With that, we dipped out of the picnic pavilion, which was now filled with the voices of the mysterious chant, maybe drums, and we climbed the hill up to Lake Rd. and called my mom.
“Dude, what the hell was that?” I said, looking down the road for the slowing headlights and turn signal of my mom’s car.
“I dunno, I thought we were going to get possessed or some shit.”
We laughed and did the customary, “Where do you go to school?”, “Oh, do you know this person?”, “Yeah he’s my cousin. Hey, did you hear the new Chemical Brothers?” thing. I learned that he loved rap. As a metalhead, I didn’t hold that against him.
My mom arrived, and he thanked her for saving his life.
So began my friendship with Matt.
After high school, he’d occasionally pop up, usually around Halloween. We would go to haunted houses, fall shows with Type O Negative and Rob Zombie, and watch horror movies.
Matt was a quiet, thoughtful guy, but if he felt connected to someone his conversations were a gift. Ever the night owl, Matt had a knack for keeping me engaged in such conversation all night until dawn, or when my body could not stay conscious any longer, whichever came first.
“Sleep is overrated,” he’d say.
I never minded this. Matt was funny and intelligent, artistic and humble, and I loved talking to him.
As the years passed, I lost touch with him completely. Then one autumn evening, I was 29 and just moved into my apartment in Lakewood when there was a knock at my front door. Thinking it was a little late for the Jehovah’s Witnesses, I opened it.
Standing there was my old friend Matt Tate, holding a jar of something I can’t remember and smiling.

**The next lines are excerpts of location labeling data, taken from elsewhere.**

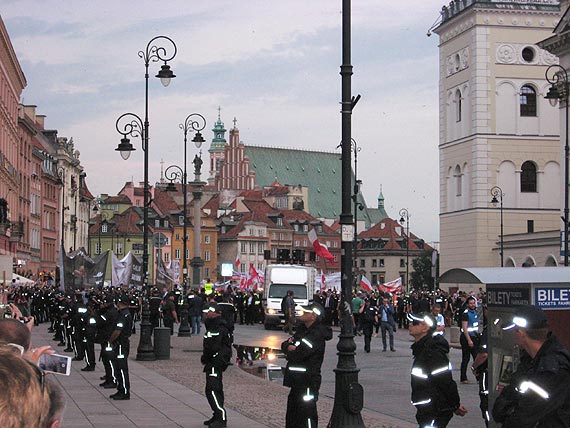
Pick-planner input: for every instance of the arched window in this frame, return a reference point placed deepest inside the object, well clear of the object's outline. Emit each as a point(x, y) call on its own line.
point(458, 105)
point(457, 181)
point(528, 101)
point(528, 177)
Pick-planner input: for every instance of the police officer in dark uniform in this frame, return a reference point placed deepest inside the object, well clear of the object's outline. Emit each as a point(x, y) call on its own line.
point(434, 392)
point(538, 394)
point(305, 351)
point(121, 346)
point(216, 356)
point(105, 326)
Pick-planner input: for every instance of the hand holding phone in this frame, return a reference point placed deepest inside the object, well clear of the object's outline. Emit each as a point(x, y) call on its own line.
point(54, 363)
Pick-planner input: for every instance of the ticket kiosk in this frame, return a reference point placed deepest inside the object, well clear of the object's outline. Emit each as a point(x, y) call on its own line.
point(507, 288)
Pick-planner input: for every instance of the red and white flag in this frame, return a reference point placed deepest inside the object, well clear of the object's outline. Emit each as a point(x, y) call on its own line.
point(321, 249)
point(365, 284)
point(392, 286)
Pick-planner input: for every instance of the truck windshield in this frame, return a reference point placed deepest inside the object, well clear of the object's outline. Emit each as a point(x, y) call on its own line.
point(280, 290)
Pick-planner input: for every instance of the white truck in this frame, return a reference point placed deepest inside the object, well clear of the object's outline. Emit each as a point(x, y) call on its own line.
point(278, 280)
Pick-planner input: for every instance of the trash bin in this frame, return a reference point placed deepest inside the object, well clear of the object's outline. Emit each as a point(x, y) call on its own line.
point(162, 343)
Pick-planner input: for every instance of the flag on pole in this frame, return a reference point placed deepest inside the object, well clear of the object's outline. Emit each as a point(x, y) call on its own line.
point(321, 249)
point(365, 284)
point(392, 286)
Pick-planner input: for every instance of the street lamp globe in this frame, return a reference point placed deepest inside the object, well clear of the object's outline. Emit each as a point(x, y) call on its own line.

I grabbed him into a hug, followed by a, “I just moved in, how the hell did you know where I lived?”
“I didn’t! I saw someone just moved in next to my wife and me, and I wanted to welcome them to the neighborhood. I had no idea it was you!”
He explained that he and his wife lived in the building directly next to mine, and if I opened the blinds to my bedroom, I would see his living room.
That night, because his wife was gone somewhere and he was bored, he invited me over to his place since mine was full of boxes. Matt’s living room was vibrant with the bright colors of his artwork, the curves of his nudes and the sharpness of his more macabre work. I was happy to see his collection included one painting he did back when we were kids filled with orange and blue swirls that I always loved. Our friendship just picked up where we left off, and once again we talked nonstop until about 5am, when my body grew limp in his recliner.
Many years later, when I settled into my place in Düsseldorf, I was trying to find Halloween decorations in a country that favors Christmas, and thought of Matt. I found him on social media and sent a friend request with a message. Unfortunately, I never heard anything back. Now I wish I had been more persistent.
Matt, I don’t know how you left us, but what I do know is there is so much less beauty in the world without you.